To lower the basket, I stop the horse, put my left foot on the brake pedal, my right foot on the pedal to release the rear catch and back the horse a step. The drawbar then slides back, and the front catch clicks into position again. Continuing to back up with the brake off, the hay slides off the basket. When using the buckrake, the hitch cart shafts are offset to one side as when tedding hay, so the horse and hitch cart are not running over any hay and the drawbar of the buckrake is directly behind the horse. An improvement would be to have a pair of wheels and shafts rather than the hitch cart. Of all my attempts at metal fabrication, this mechanism probably gives me the greatest satisfaction, because it works pretty well, but there are some important downsides of the buckrake. First of all, it isn’t very quick taking relatively small amounts of hay to the stack and there also is a lot of backing and messing about for the horse when gathering hay, because after a while the hay starts to ball up and roll under the tines, so you have to back up and gather some more and have this happen again before going to pick up both lumps and taking them to the stack. Also if the ground is uneven the tines can dig into the ground, though up to now I have been quick enough to stop before a tine has broken. Once I get to the stack, the hay is obviously left on the ground, so without any mechanical stacker it all needs to be forked up to the height of the stack, whereas on a wagon it is already part of the way up.

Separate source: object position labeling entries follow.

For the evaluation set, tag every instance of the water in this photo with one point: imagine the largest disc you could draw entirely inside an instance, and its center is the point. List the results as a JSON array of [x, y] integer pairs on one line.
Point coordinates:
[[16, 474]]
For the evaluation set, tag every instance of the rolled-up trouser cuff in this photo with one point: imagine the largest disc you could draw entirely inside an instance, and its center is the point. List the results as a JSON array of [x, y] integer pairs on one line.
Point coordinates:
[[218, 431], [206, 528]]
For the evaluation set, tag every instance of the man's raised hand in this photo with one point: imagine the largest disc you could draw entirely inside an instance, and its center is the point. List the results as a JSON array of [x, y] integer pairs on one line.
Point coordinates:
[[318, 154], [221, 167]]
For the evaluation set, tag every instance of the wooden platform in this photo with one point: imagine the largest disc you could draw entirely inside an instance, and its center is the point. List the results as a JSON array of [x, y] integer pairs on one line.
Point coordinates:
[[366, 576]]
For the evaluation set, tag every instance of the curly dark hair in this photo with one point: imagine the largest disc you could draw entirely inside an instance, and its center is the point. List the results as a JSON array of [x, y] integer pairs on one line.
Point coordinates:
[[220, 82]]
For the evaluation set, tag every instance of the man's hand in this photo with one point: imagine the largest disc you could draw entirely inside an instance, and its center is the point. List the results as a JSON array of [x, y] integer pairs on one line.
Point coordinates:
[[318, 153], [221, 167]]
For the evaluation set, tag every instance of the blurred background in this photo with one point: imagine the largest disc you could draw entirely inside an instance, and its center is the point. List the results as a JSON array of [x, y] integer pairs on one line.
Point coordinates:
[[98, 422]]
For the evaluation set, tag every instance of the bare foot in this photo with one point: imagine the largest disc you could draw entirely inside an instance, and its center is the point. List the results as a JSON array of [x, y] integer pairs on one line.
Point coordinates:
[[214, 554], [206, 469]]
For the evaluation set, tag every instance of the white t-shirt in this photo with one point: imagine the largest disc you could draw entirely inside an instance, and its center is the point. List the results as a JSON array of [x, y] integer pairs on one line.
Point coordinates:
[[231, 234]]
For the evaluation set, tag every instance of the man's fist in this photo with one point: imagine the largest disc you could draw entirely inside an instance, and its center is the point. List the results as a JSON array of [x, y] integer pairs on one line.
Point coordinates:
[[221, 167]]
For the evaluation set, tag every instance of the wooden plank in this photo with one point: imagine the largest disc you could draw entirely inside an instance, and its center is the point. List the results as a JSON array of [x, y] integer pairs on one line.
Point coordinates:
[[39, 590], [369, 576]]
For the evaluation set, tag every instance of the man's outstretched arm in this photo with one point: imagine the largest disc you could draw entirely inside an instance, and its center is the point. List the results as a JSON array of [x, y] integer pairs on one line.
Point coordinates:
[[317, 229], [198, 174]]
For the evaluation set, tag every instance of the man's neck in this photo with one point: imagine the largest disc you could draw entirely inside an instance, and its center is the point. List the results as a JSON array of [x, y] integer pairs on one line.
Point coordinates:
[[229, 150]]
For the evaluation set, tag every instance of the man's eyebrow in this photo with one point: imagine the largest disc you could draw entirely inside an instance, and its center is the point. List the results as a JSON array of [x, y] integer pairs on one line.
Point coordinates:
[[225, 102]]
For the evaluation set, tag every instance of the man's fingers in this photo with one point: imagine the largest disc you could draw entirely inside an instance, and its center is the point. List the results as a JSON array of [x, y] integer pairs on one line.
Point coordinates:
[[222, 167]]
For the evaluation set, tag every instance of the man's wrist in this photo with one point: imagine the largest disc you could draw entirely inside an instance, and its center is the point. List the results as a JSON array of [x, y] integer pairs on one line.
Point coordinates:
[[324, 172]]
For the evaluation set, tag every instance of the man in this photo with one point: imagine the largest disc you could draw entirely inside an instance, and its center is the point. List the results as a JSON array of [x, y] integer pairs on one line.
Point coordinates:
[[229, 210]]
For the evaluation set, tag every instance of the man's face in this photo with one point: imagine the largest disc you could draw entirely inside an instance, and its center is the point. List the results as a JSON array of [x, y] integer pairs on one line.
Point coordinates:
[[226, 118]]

The gathering of hay at the moment is the weak part of my system, and most years I use a mixture of methods. When I use tripods, forking the hay onto the vehicle and stacking it loose is the obvious next step, but when the hay is in the windrow the rest of the family prefer bales rather than borrowing a tractor and using the hay loader. The situation is soon set to change, as I intend to put up a barn with a hay track, though I will have to get the trolley from the States as they weren’t used in Britain. As to a better method of picking up the hay, after visiting the European equivalent of Horse Progress Days in Germany three years ago and seeing the Poettinger self loading forage wagon which had been converted to ground drive, I am wondering about making a similar machine using a pick up reel from a baler, but that will perhaps be a story for another time.